Once the heart starts beating, what hand dare seize the fire,what wings aspire! Who is the “he” who is supposed to aspire on wings? Surely not Icarus of waxen wings aspiring to the sun or the child monkey God of the Hindu pantheon who climbed the skies to eat the fruit of a sun and burnt his mouth red.

What immortal hand or eye dare
Frame they fearful symmetry

A mortal hand or eye cannot dare frame such symmetry .It will be singed by the fires of the tiger’s being.It is only God who can dare to do it or clasp its deadly terrors. It is He who created its symmetry.To frame is to capture the very essence of the tiger’s being.

Some lovely usages that have caught my fancy are

Burning bright
Burning bright denotes more light than heat

The forests of the night
A beautiful mixing of space with time

Immortal hand or eye

Hand or eye is hand or eye in the abstract because it is part of an immortal body. hand because the blacksmith forges with his hand to shape but uses eye to decide proportions.

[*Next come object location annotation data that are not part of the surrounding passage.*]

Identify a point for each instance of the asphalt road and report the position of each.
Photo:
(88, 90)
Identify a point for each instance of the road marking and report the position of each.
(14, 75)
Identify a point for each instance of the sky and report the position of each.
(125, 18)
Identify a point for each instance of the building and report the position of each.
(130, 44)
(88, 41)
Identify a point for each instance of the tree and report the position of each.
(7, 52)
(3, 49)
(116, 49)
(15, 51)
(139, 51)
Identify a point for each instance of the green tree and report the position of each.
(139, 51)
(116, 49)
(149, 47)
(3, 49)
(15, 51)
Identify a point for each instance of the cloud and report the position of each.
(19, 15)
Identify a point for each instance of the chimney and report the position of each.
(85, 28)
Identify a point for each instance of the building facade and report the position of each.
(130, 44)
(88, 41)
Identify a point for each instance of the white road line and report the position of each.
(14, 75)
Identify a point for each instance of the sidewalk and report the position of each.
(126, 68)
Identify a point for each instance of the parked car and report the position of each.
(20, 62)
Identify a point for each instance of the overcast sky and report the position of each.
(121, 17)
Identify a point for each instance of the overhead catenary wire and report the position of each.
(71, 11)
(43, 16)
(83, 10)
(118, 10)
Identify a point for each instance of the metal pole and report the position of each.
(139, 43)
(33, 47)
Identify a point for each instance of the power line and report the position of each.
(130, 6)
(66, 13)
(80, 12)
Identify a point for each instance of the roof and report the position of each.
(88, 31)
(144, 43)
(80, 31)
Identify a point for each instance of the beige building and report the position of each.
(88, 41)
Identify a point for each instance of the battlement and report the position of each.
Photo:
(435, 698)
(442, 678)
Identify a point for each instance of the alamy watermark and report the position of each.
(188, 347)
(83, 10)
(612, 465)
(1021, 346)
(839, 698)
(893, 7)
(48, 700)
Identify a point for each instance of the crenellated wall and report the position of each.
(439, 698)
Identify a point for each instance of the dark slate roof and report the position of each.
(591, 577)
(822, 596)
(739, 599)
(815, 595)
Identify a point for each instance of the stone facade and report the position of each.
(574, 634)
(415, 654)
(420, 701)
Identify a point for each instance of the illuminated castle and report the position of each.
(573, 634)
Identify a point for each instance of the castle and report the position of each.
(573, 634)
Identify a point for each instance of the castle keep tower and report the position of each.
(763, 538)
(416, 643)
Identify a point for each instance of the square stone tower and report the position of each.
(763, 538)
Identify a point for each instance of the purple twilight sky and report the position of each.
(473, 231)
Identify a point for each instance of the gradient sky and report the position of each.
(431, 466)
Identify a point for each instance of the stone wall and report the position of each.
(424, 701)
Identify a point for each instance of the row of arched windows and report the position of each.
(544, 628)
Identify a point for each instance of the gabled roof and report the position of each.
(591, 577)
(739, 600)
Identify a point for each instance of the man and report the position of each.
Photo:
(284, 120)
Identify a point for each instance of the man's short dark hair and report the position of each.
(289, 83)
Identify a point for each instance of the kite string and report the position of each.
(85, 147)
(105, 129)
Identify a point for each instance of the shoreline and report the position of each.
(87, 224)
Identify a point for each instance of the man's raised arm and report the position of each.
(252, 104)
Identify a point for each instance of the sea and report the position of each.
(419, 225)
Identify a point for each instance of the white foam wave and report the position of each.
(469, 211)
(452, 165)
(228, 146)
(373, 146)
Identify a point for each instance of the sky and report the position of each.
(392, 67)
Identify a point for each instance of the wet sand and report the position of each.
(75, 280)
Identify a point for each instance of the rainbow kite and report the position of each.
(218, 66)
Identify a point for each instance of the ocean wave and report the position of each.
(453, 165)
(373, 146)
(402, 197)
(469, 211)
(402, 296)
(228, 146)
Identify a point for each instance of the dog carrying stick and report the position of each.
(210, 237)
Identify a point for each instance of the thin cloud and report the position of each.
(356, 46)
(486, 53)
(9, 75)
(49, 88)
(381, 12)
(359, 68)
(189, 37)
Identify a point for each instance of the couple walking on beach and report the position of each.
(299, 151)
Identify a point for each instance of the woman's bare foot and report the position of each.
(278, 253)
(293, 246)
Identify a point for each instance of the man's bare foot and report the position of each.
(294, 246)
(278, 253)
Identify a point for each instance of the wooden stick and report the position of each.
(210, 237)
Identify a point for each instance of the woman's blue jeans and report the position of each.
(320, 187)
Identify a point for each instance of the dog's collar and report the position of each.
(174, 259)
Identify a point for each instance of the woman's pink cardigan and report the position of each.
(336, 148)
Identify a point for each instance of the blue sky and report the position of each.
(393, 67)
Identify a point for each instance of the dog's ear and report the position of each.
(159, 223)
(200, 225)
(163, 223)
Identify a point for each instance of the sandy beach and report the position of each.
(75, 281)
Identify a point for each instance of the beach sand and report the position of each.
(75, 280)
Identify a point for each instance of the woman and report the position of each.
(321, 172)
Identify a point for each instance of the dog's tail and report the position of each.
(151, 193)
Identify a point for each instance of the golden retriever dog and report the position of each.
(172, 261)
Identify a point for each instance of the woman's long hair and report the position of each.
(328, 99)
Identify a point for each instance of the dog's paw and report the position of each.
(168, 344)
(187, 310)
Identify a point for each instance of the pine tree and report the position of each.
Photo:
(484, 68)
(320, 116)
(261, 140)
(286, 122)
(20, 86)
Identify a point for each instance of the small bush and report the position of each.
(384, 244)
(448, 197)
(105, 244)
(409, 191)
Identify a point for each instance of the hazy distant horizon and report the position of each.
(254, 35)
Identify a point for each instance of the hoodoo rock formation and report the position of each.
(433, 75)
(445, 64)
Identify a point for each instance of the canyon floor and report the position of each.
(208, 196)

Frame is used here in the context of taming uncontrolled nature, in order to bring about symmetry

I am not sure if the poet meant the aspiring Icarus whose wings melted in the sun.

In what distant deeps
In the netherworld that is hell with its blazing fires

Did he smile his work to see?
I love the line for the simplicity of this highly graphic image . God smiles down on the tiger with an artist’s pleasure ( looking at the work of art he had created)

What shoulder , What art
Shoulder is the smith’s physical labour involved in shaping the object. Art is the brain involved in bringing symmetry to the finished product.

Twisting the sinews of thy heart
The process of forging the heart is almost physical like twisting the sinews tightly to ensure they are in place.